The names behind Astor, and a familiar playbook
Salinas’s team later concluded that “Thomas Astor-Mellon” was Alexei Skachkov, a man with a criminal record in the United States, and that Astor’s “managing director,” Gregory Mitchell, was actually Val Sklarov, a Ukrainian-born American who has used multiple identities and a rotating set of entities and jurisdictions.
Sklarov rejects the fraud label. He frames the business as hard-edged lending to risky borrowers. In his telling, stock-loan borrowers often want cash against restricted or illiquid shares, and lenders protect themselves by selling collateral.
He also points to contract language about rehypothecation, the lender’s right to reuse pledged collateral, and to clauses that he says give the lender broad economic rights over the shares during the loan term.
Custodians, offshore venues, and a fight over access
The story also shows how vulnerable borrowers can be in private stock-backed lending. The lender often chooses the custodian holding the collateral, and can steer disputes into arbitration venues that are expensive and hard to navigate.
In Salinas’s case, the custodian was Bahamas-based Weiser. Advisors noticed unusual selling in Elektra shares and grew alarmed. Salinas says the custodian arrangements did not permit the lender to instruct sales. Sklarov claims the lender had power of attorney and that custodians follow their own rules.
Under pressure, Astor later swapped custodians, but Salinas says the underlying control problem remained. By 2024, Salinas’s team asked for proof the shares still existed. Astor objected, calling
direct outreach “interference,” and insisted it had disposal rights.
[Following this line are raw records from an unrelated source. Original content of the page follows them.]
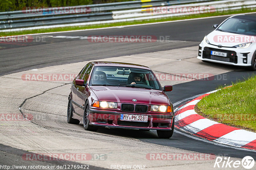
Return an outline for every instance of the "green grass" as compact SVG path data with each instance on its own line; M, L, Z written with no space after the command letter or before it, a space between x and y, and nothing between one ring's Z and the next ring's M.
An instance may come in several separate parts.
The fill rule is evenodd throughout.
M215 121L256 131L256 76L204 97L196 111Z
M8 32L0 32L0 36L9 36L11 35L19 35L27 34L36 34L44 32L56 32L65 31L68 31L83 30L91 28L98 28L112 26L121 26L132 25L134 24L139 24L147 23L152 23L156 22L161 22L169 21L174 21L180 19L185 19L200 18L224 15L239 14L247 12L256 12L256 9L243 9L240 10L224 11L221 12L215 12L211 13L205 13L196 15L188 15L188 16L180 16L174 17L170 17L165 18L162 18L158 19L151 19L145 20L141 21L136 21L132 22L119 22L112 24L100 24L70 27L63 27L56 28L48 29L42 29L35 30L33 30L24 31L23 31ZM212 23L213 24L215 23ZM216 23L218 24L218 23Z

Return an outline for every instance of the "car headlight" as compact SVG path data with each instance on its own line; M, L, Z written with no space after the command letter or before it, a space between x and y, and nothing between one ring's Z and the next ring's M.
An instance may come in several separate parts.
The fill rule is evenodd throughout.
M209 42L209 40L208 40L208 39L207 39L207 36L206 35L204 36L204 42L206 44L210 44L210 42Z
M234 46L233 47L234 48L247 48L251 44L252 44L252 42L250 43L244 43L244 44L239 44L237 46Z
M95 101L93 103L92 106L101 108L117 109L117 103L105 101Z
M166 112L167 106L163 105L152 105L151 106L151 111L160 112Z

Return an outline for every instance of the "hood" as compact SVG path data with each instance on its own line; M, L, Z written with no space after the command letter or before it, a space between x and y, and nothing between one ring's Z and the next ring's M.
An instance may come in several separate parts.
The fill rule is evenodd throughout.
M243 38L239 38L239 36L242 37ZM255 39L255 38L253 36L214 30L207 35L207 39L210 43L213 45L218 46L220 45L222 46L231 47L243 43L251 42L251 41L249 42L244 41L244 36L249 37L250 40L251 40L251 38L254 38ZM236 40L235 39L236 38L237 39Z
M170 104L162 91L126 87L91 86L90 88L100 101L134 103L159 105ZM133 102L132 99L137 100Z

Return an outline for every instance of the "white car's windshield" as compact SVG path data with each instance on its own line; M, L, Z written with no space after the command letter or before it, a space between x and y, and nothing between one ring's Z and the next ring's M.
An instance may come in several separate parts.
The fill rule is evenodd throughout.
M115 66L96 66L89 86L111 86L162 90L156 78L149 70Z
M256 21L239 18L235 17L229 19L217 30L243 35L256 35Z

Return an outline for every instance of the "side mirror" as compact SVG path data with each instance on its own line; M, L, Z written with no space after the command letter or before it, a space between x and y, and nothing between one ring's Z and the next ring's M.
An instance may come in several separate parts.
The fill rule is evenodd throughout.
M219 26L219 24L214 24L212 25L212 27L213 27L214 28L216 28L218 27L218 26Z
M76 80L76 84L78 86L84 86L84 81L83 80L77 79Z
M164 91L172 91L172 86L164 86Z

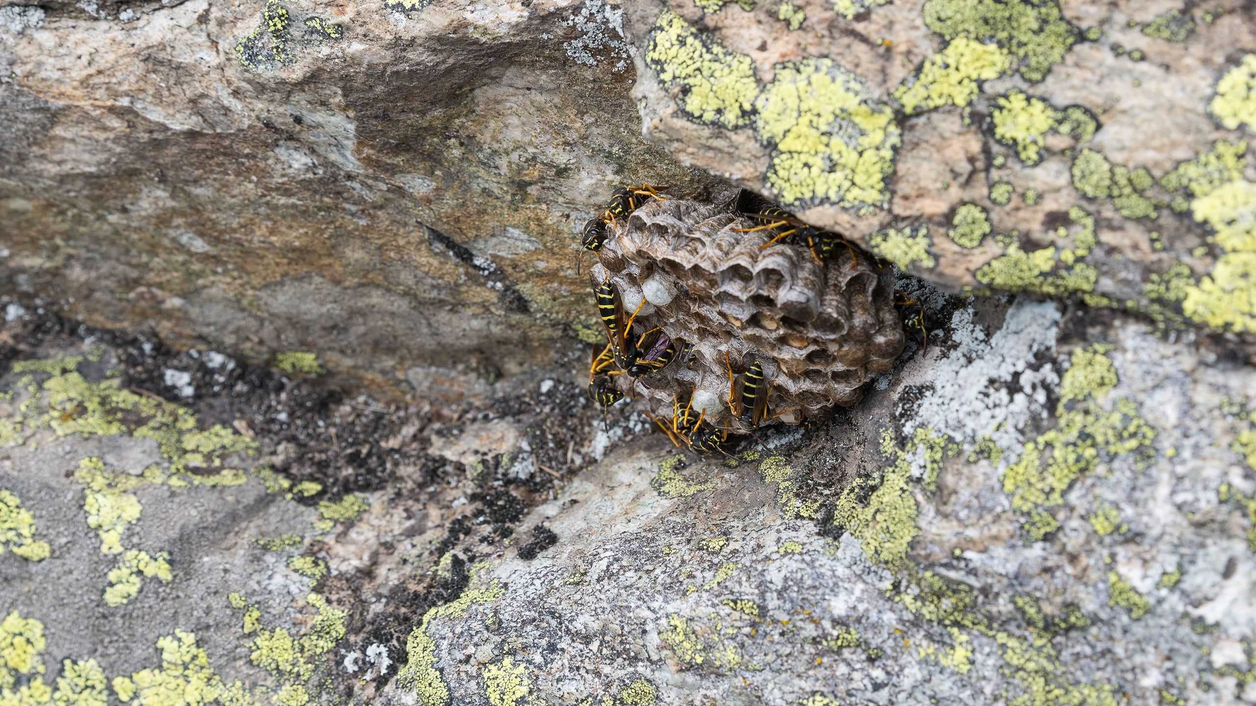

When Salinas offered to repay all lenders early to identify who still held the stock, three banks accepted, Salinas says, but Astor declared default and served a notice listing multiple alleged breaches. Salinas disputes that any default occurred.
Where the money went
Salinas hired investigations firm StoneTurn to trace what happened. Based on bank disclosures ordered by a New York court, StoneTurn estimated around USD 420 million was realised from Elektra share sales, with roughly USD 104 million appearing to fund the loan.
The report suggests a large portion of proceeds moved through accounts connected to entities with gilded-age names, including Cornelius Vanderbilt Capital Management, with significant sums allegedly ending up with Sklarov or related parties. Sklarov disputes control of those entities and challenges the tracing.
A market that rewards opacity
This saga sits inside a fast-growing corner of private finance: stock-backed lending, sometimes called Lombard lending. Done inside regulated banks, it can be routine.
Salinas is pursuing the case in England’s High Court, but admits recovery is uncertain.
The question he keeps returning to is simple and damning. Where is my stock?